It’s important to understand that this isn’t a numbers game but “real lives, real people,” said Anindit Roy Chowdhury, program manager for labor rights at C&A Foundation, the philanthropic arm of the Belgium- and Germany-based retailer. “Sometimes we don’t get to see them simply because we’re only looking at the numbers: somebody says 40 million, someone says 10 million, someone says 8 million. But even if it’s eight, these are eight lives.”

While remediation is important, it’s important for philanthropists to engage in advocacy work, too, Chowdhury noted.

“The magnitude of the problem is so much, so you can actually continuously do remediation but the problem is going to shift from one place to another, so what needs to be done is to look at the issue of policy building and policy dialogue. And also enforcing policies that exist,” he said. “We need to hold governments to account in saying, ‘Don’t just create these opportunities for businesses to flourish. But also make sure that there is human rights due diligence that ensures that the children of men and women who are working thrive.’”

Few parents willingly turn their son or daughter over to child labor, said Smith, whose organization works to end child exploitation in the rug-making industry. Taking a recriminatory—or worse, paternalistic—tone is rarely helpful. She recounted visiting communities, for instance, where schools “literally weren’t working” and teachers often failed to show up.

“Instead of telling them [to do] something, we would ask them, ‘Why are your children working?’ or ‘What can we do to make [school] a positive proposition?’” she said. “We work with them to get the kids into school and support them to overcoming those various barriers, and we work with the local government to strengthen the schools and create accountability around what those schools are doing alongside the parents of that community.”

One thing Chowdhury is done with is excuses: from brands, from suppliers, even from consumers.
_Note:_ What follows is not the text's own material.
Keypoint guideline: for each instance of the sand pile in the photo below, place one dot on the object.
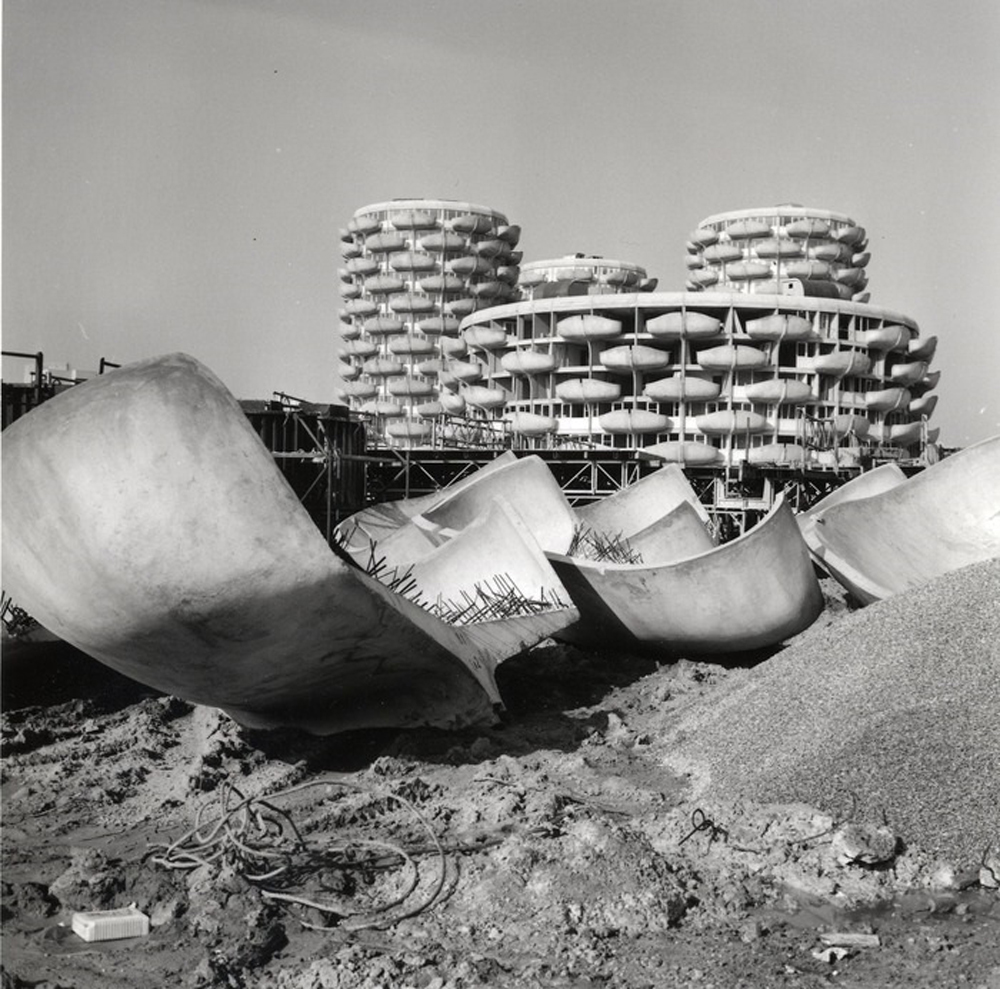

“In 2019, in the 21st century, to say we don’t know is not good enough,” he said. “With the tremendous technological evolution over the last 10 years, to say we still don’t know if a piece of clothing that anyone of us is wearing is actually made by child labor or not, it’s unacceptable.”

Acknowledging the shadows in the supply chain is the first step, Chowdhury said. The second? Investing in transparency.

“It just doesn’t happen naturally; you have to invest into the process,” he said. “You can’t just say that transparency costs money because that’s the least that you have to do.”